It was a really satisfying day. The first race Jacob horizoned the fleet, and the second we had about 3 last-to-first rallys which made for some excitement. More satisfying is we really learned a couple new gears for light air upwind, and I'm looking forward to applying them next year. 88 won the season handily.

A bit bittersweet going off the water for the last real race, but we left the club right away to celebrate our first wedding anniversary, and had an awesome night on the town! We've got a couple daysails planned, and at least one more beercan on the schedule. For winter we've got a couple neat tricks to put in place, so there should be a few more tech updates.

Thanks to the crew of 88, as well as all the friends of Peanut who made this season a ton of fun.

Thursday, September 24, 2009

Photos from the Big Chair

Erik Schneider is our regular PRO for One Design Racing, also Shields Nationals. While running the show he also managed to find a couple photos of us. While is down, please enjoy his images.

This is an _awesome_ Shields photo from a couple weeks ago on one of our heavy air days.

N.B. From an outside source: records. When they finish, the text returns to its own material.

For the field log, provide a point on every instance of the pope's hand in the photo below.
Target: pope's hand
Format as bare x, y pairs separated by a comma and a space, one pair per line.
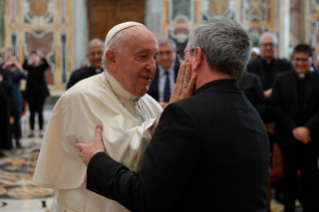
87, 151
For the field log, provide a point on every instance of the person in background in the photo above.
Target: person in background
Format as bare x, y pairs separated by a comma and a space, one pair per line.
13, 67
93, 67
36, 89
295, 103
166, 72
5, 96
266, 66
255, 51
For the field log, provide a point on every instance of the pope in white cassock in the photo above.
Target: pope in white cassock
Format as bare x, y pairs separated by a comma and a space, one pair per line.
115, 99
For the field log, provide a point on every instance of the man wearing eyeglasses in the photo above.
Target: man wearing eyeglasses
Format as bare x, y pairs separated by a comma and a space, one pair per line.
166, 72
295, 103
266, 66
210, 151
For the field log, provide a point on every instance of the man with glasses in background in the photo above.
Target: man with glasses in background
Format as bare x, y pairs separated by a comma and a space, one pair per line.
166, 71
295, 104
266, 66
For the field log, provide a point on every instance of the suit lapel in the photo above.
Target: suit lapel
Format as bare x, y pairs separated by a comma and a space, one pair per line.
309, 87
176, 68
292, 84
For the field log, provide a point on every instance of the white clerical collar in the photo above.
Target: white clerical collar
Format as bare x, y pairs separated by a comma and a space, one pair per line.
118, 88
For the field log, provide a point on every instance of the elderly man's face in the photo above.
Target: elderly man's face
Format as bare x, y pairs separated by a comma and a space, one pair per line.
301, 62
136, 61
166, 56
267, 48
95, 55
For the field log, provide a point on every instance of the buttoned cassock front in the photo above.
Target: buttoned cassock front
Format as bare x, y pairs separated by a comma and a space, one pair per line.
97, 100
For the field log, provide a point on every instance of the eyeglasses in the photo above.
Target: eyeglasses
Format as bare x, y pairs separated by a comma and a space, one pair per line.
181, 56
302, 59
168, 53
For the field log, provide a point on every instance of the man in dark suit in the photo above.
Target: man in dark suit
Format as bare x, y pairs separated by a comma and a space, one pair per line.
166, 72
210, 151
266, 66
295, 102
94, 56
251, 86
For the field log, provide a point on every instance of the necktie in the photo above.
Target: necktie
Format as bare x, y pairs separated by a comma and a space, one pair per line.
167, 90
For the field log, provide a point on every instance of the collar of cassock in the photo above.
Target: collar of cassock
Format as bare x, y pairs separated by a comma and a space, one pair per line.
118, 88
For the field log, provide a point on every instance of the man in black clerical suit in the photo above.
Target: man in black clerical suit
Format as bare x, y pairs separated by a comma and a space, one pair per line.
209, 152
166, 71
94, 55
295, 103
266, 66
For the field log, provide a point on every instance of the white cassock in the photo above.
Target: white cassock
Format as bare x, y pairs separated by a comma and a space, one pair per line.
126, 134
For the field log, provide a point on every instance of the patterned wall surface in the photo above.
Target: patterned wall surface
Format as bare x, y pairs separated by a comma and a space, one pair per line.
179, 17
43, 25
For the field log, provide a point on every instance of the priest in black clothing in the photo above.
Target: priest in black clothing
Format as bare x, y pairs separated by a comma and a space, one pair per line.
295, 103
94, 56
209, 152
266, 66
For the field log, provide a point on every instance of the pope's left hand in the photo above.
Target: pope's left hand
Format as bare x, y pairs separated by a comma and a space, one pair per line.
87, 151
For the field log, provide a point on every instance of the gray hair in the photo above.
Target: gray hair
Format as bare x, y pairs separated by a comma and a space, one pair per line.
225, 43
96, 41
166, 41
269, 34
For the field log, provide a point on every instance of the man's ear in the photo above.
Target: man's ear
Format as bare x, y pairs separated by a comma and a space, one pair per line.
198, 55
111, 59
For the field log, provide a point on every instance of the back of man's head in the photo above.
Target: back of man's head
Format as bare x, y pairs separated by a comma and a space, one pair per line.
167, 52
225, 43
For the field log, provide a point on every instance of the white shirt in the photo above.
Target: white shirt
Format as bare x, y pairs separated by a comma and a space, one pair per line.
99, 99
162, 80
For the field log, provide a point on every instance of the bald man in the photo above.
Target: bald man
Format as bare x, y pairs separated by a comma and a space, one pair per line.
94, 57
117, 100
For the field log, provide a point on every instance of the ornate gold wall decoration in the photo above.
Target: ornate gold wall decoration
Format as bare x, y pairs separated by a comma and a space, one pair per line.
44, 25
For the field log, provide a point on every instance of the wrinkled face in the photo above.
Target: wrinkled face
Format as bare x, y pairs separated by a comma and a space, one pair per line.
35, 59
267, 48
166, 56
12, 59
301, 62
95, 55
136, 61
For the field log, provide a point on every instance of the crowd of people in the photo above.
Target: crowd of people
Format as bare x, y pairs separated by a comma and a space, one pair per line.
12, 98
119, 72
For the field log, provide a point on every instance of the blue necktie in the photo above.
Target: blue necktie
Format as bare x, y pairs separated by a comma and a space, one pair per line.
167, 89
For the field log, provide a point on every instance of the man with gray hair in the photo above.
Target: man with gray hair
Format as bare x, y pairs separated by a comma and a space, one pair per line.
94, 56
166, 71
266, 66
210, 151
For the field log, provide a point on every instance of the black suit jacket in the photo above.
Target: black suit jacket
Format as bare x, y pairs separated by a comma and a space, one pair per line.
80, 74
210, 152
284, 101
153, 91
251, 86
256, 66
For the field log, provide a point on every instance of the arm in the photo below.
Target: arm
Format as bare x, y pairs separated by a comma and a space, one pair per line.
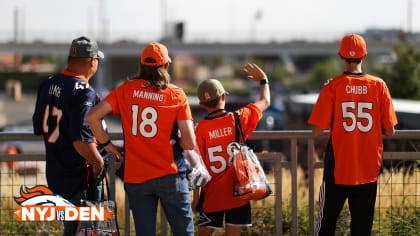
316, 130
187, 139
91, 154
389, 132
256, 74
94, 119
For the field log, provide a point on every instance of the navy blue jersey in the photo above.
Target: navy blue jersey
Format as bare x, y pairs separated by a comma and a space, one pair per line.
62, 104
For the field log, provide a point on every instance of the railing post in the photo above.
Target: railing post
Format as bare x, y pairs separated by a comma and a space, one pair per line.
278, 187
127, 216
293, 167
311, 151
163, 222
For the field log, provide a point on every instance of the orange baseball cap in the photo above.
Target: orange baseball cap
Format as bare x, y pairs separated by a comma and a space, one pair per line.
156, 51
352, 46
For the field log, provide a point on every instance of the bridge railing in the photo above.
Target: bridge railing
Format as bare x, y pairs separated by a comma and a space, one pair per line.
301, 146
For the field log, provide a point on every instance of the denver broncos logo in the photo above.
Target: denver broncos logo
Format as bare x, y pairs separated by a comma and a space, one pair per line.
40, 196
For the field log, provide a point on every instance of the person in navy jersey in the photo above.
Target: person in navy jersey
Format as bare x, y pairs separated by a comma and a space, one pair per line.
74, 160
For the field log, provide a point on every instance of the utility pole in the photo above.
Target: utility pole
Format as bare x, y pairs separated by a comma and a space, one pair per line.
409, 17
16, 37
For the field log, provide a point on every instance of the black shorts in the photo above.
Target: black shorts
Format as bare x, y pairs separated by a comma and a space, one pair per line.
239, 216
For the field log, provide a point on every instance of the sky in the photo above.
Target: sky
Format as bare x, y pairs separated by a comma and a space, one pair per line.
210, 20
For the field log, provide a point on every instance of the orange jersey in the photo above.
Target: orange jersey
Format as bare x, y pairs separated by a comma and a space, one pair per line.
356, 107
149, 120
214, 135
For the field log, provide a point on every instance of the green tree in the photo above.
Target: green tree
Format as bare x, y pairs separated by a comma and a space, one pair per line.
403, 77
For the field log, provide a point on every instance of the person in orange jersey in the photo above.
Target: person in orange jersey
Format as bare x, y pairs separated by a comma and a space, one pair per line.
157, 126
214, 134
358, 110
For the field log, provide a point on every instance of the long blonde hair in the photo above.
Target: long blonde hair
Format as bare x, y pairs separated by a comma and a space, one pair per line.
158, 76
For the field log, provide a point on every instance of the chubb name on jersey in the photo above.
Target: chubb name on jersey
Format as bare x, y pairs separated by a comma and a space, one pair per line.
352, 89
148, 95
222, 132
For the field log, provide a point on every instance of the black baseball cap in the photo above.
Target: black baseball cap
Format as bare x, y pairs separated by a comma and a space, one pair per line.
86, 48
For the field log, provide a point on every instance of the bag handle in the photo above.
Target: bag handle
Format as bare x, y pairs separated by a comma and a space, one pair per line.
239, 134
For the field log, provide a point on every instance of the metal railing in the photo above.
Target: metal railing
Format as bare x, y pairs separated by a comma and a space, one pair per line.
296, 138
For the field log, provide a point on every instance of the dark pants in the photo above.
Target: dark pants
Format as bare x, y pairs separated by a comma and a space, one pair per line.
94, 193
361, 199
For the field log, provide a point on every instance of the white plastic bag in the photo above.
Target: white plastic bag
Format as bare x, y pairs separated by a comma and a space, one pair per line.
199, 175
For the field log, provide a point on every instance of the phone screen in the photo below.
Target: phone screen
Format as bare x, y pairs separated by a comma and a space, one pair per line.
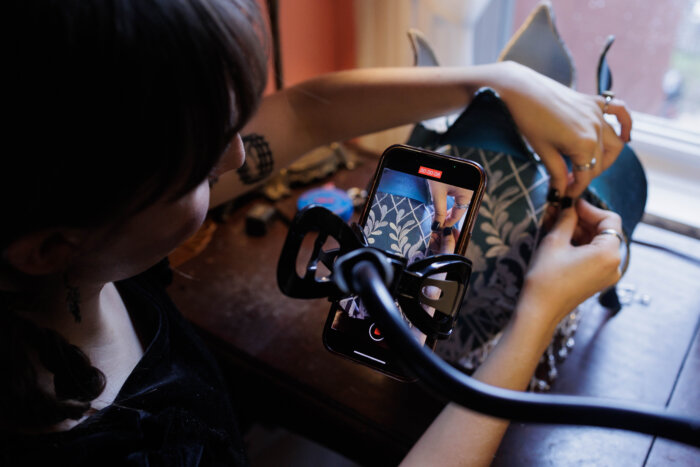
418, 206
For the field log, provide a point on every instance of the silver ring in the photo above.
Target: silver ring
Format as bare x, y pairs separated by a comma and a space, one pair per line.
609, 96
615, 233
585, 167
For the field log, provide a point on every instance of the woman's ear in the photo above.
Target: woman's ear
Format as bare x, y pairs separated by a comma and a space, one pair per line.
44, 252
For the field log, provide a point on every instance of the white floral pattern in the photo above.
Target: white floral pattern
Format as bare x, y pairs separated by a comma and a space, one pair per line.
501, 247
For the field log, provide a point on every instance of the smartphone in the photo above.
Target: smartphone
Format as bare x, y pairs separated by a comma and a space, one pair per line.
420, 203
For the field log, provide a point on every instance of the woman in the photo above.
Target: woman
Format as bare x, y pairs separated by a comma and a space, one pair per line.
120, 112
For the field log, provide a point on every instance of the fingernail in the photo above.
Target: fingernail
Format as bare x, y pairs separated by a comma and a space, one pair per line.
553, 195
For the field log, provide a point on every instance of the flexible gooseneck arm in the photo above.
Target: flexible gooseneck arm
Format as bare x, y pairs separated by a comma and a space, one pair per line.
368, 281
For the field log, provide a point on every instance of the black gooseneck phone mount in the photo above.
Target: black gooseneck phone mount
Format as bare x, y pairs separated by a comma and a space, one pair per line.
381, 280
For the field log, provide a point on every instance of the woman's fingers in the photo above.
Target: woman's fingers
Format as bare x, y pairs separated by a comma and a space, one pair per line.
619, 109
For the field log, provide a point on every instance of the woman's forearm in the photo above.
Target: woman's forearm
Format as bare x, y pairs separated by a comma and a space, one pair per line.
460, 437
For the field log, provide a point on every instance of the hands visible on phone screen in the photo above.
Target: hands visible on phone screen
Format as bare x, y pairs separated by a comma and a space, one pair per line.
440, 191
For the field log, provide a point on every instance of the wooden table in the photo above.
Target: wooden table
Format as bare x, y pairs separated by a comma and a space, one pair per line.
271, 349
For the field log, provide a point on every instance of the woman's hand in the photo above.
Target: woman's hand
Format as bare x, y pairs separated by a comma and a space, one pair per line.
439, 192
557, 120
573, 262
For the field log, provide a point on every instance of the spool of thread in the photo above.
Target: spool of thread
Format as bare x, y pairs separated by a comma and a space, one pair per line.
335, 200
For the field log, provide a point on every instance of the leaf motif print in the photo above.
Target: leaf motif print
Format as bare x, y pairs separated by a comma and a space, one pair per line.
373, 226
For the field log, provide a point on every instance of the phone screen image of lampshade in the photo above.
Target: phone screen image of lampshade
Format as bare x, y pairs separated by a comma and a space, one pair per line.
334, 199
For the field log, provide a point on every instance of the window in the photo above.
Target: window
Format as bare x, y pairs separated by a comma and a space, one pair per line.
655, 64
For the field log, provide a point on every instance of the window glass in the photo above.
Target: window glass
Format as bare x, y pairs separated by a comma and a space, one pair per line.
655, 59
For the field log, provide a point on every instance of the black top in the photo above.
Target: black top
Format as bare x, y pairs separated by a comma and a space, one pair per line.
172, 410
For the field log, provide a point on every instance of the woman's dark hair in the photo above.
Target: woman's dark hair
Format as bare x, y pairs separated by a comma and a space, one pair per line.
111, 104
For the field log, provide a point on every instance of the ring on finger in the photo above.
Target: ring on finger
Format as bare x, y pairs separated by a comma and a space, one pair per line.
615, 233
584, 167
609, 96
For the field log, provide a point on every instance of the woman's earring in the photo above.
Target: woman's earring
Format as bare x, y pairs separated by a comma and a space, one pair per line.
72, 300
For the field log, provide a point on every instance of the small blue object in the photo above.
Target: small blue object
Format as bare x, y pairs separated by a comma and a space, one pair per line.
333, 199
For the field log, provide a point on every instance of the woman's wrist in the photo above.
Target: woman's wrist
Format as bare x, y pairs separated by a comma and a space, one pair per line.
534, 321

This is warming up for Day 3 of Nationals. As much as the purple chute has grown on me, I'm still surprised by it's purpleness in photos.
88 getting ready to do what it apparently does best: go upwind in slop
Our crew from earlier this year: me, Brian, Jocelyn, Jacob and Niki

Monday, September 21, 2009

Shields Nationals recap

Sailing Nationals was great fun, and great racing. One of the defining moments came when we were standing around the cranes helping out of town boats haul out. People were poking around other boats, talking setup here and there, all the while people (including the champ) are leaping off the seawall. Everyone was just so friendly, it really showed what our fleet was all about.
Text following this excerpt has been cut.